= George Withy =

George Withy (15 May 1924 – 17 November 1998) was a journalist, member of the Press Council (UK), President of the CIOJ (1975–1976) and the great nephew of Edward Withy.

==Early life==
Born in Birkenhead, England, George Withy attended Park High Grammar School for Boys School (Birkenhead), leaving at the age of 16 with six o-levels. He then began his career in journalism, when he joined the old Birkenhead News as a junior reporter; and at the young age of 18, spent a fortnight working as a holiday relief editor of the Bebington News. From 1942 to 1947, he served with the Royal Artillery during World War II as a wireless operator and signals expert.

==Career==
After the war, he returned to the Birkenhead News to take charge of their Heswall and Deeside edition and to act as holiday relief editor of the Bebington News. After 18 months, he took up a post as chief reporter for the Redditch Indicator and in 1950, joined the Birmingham Post and Mail, as district reporter, working out of their Redditch offices. In the same year, he married Dorothy Betty Gray. In 1952, he was invited to return to the Redditch Indicator as editor. He stayed there for 8 years, transforming the paper from an 8-page 'old-fashioned' format, to a 16-page 'modern design'; and celebrating the newspaper's centenary through publication of a special edition.
In 1960, he returned to Merseyside to work at the Liverpool Daily Post as sub-editor. Later, he became Assistant News Editor and Chief Sub-Editor for the Post and then joined the Liverpool Echo in 1970, where he was Night News Editor for many years before becoming Assistant Editor and retiring from the Echo in 1989. Following his retirement, he worked part-time at Candis Magazine for several years. In Merseyside, George Withy became synonymous with the Institute of Journalists (IOJ), now the Chartered Institute of Journalists and was for many years the Liverpool District Chairman as well as the Chairman of the National Salaries and Conditions Board, also at one point serving as a Rugby Union reporter for The Daily Telegraph.
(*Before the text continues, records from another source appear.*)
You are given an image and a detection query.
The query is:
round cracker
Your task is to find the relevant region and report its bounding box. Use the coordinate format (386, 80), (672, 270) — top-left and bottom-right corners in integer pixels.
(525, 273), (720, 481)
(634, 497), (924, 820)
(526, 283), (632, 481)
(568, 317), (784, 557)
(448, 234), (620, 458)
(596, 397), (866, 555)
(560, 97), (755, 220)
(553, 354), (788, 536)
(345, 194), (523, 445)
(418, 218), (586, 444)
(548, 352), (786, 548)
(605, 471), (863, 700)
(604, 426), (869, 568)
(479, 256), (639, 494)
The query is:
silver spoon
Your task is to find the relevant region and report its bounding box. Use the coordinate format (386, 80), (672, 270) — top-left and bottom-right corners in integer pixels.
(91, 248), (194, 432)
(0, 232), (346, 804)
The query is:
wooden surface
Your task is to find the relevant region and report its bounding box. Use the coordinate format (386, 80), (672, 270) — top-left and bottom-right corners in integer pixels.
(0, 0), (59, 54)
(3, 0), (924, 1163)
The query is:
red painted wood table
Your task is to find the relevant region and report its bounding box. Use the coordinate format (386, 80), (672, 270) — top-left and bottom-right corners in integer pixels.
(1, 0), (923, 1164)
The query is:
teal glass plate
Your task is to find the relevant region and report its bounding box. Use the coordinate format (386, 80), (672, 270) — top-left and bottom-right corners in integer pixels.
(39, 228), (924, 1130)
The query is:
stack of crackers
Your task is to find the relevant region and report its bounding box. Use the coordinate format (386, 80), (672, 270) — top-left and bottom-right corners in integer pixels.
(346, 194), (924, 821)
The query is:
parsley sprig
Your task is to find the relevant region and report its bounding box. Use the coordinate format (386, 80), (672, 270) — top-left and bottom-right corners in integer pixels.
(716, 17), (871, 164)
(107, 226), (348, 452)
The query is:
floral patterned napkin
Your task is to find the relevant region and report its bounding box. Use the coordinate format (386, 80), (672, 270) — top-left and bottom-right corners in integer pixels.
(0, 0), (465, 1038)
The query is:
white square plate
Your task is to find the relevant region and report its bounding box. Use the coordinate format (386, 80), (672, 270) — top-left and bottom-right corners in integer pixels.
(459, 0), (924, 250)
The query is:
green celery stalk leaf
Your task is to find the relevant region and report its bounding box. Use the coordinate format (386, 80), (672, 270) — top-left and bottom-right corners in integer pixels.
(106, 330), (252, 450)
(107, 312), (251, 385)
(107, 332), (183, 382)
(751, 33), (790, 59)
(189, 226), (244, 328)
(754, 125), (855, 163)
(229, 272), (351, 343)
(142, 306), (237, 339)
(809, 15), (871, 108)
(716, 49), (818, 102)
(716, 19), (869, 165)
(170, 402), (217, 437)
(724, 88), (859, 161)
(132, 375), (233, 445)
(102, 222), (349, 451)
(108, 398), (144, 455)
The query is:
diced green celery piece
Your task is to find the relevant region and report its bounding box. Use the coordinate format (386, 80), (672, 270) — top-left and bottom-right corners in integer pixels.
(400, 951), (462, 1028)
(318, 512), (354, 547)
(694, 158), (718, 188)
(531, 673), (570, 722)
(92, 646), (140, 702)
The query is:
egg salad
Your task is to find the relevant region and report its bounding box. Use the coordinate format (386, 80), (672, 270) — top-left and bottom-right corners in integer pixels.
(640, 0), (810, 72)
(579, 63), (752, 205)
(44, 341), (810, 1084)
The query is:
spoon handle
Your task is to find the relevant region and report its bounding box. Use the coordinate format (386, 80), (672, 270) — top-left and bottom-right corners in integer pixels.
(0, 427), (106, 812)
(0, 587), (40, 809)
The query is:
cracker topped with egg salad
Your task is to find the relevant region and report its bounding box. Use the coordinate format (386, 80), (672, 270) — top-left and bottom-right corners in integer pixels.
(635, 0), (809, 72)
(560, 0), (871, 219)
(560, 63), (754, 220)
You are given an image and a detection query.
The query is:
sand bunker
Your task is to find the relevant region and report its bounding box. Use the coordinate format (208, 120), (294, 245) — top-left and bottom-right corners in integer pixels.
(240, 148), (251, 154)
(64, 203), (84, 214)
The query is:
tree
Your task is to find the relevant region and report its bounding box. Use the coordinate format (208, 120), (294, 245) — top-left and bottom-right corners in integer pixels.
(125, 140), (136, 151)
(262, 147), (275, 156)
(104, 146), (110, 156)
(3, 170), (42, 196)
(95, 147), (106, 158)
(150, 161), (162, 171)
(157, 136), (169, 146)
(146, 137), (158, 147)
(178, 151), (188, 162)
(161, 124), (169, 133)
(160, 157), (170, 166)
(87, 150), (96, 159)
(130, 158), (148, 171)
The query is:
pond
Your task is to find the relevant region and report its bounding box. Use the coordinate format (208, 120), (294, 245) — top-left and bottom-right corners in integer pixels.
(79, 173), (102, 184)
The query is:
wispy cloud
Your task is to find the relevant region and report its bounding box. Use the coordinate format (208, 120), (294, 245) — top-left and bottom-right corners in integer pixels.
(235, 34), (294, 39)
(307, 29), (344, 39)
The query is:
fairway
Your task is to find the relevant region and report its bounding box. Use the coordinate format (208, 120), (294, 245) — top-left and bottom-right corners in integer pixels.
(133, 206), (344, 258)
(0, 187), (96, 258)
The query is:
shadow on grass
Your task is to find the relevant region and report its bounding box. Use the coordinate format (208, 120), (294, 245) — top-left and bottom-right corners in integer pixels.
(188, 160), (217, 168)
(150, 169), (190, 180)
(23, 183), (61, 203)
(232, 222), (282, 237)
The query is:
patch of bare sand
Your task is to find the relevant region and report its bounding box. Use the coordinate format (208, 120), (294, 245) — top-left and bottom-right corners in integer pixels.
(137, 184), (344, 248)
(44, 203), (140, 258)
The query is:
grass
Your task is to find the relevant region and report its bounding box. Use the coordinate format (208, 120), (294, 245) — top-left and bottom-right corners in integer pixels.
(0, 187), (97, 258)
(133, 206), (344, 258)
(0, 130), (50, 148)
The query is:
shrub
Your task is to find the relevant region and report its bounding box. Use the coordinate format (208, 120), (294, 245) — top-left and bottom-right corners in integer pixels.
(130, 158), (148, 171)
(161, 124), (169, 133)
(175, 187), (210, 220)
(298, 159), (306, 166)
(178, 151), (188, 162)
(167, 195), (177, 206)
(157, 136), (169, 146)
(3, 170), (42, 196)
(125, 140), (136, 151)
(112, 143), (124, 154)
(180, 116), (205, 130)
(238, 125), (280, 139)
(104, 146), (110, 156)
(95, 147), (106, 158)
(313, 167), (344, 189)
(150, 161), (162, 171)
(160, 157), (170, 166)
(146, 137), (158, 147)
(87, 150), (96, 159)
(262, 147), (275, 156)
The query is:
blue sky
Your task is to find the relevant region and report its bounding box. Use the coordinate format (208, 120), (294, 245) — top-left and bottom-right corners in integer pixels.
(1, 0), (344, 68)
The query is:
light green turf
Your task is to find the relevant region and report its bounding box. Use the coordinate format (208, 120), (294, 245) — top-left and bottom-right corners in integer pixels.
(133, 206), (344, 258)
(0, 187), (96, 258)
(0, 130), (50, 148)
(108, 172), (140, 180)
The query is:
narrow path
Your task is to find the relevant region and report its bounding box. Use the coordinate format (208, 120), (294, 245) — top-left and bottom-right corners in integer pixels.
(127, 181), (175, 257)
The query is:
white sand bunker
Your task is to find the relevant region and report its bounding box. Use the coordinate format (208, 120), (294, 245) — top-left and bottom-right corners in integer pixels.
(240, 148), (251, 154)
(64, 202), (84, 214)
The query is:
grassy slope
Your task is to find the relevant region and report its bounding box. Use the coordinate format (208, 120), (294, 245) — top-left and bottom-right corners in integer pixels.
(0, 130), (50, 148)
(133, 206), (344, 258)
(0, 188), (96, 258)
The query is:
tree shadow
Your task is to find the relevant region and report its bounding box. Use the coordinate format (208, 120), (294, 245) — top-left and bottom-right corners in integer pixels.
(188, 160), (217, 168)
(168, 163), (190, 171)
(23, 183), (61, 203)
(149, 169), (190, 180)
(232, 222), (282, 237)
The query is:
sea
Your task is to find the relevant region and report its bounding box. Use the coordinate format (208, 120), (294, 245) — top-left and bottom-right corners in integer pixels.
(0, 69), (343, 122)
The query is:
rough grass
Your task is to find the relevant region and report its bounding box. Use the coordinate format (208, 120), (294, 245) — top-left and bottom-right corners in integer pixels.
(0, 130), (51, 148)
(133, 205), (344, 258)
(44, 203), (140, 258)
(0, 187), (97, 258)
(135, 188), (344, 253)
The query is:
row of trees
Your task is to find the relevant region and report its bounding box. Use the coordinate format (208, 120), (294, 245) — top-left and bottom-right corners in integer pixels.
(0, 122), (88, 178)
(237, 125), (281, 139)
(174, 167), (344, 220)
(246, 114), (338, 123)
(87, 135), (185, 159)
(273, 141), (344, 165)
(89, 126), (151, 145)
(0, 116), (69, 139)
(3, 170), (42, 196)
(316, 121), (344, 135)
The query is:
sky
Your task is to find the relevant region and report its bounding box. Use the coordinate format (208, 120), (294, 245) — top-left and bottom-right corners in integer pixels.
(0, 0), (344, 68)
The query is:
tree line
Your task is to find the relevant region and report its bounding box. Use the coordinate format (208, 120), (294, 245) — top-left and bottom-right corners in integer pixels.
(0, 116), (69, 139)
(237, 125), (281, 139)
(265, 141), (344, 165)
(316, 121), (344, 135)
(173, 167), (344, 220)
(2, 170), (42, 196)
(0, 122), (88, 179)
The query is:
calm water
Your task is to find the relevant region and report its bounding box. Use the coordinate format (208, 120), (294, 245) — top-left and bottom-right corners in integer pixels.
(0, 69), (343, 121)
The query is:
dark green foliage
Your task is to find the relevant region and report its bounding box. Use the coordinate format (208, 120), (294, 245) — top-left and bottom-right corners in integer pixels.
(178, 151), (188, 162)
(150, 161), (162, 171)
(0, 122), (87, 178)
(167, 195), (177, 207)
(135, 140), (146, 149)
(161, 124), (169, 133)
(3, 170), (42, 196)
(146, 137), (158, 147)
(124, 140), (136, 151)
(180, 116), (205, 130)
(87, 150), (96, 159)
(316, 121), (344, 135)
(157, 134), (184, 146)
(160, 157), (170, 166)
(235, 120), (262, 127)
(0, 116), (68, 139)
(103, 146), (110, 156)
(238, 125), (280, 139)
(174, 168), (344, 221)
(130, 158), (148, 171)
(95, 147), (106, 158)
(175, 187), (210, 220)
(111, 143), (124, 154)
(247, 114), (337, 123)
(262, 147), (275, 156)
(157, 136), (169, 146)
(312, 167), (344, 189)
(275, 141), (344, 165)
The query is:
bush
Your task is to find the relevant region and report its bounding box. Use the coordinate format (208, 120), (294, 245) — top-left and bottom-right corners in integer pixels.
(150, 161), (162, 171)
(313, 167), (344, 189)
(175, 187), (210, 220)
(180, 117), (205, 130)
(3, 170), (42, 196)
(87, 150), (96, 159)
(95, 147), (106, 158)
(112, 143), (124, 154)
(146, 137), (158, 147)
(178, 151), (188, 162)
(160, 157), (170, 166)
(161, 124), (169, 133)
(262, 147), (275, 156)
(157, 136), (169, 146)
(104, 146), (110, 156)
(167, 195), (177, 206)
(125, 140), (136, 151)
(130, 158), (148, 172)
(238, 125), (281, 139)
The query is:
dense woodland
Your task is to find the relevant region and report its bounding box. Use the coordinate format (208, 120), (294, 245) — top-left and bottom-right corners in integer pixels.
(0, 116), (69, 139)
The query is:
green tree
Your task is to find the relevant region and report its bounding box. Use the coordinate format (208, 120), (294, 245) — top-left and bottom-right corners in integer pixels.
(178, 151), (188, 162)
He was a former President of the CIOJ (1975–1976) and at their 1975 conference in the Isle of Wight, he warned of "creeping Marxism" in the newspaper and magazine industry. He served twice as Chairman of the National Council for the Training of Journalists (1971 & 1972) and also served for a number of years on the Press Council (UK). On 1 March 1998 he was awarded a life Fellowship of the CIOJ.

==Personal life==
During his time in Redditch, he entered into the life of the community, becoming chairman of the local Round Table. He was also a member of the Redditch Rotary International, becoming senior vice-president in 1959 and public relations officer for the Redditch Anglo-French Society. Apart from Rugby Union, George also spent a great deal of time training journalists and focusing his efforts towards furthering the work of the National Council for the Training of Journalists (NCTJ) and acting as the CIOJ representative on the main council for some 30 years. George Withy suffered from Alzheimer's disease during his later years, remaining at home in Irby, UK, throughout his illness and being cared for by his wife, Betty, and their two daughters, Carol and Kay. He died peacefully at home, with his family at his side. In recognition of his work supporting journalism on Merseyside, the Liverpool Journalism Centre Newsroom at the Liverpool Community College was dedicated in his memory on 11 March 1999.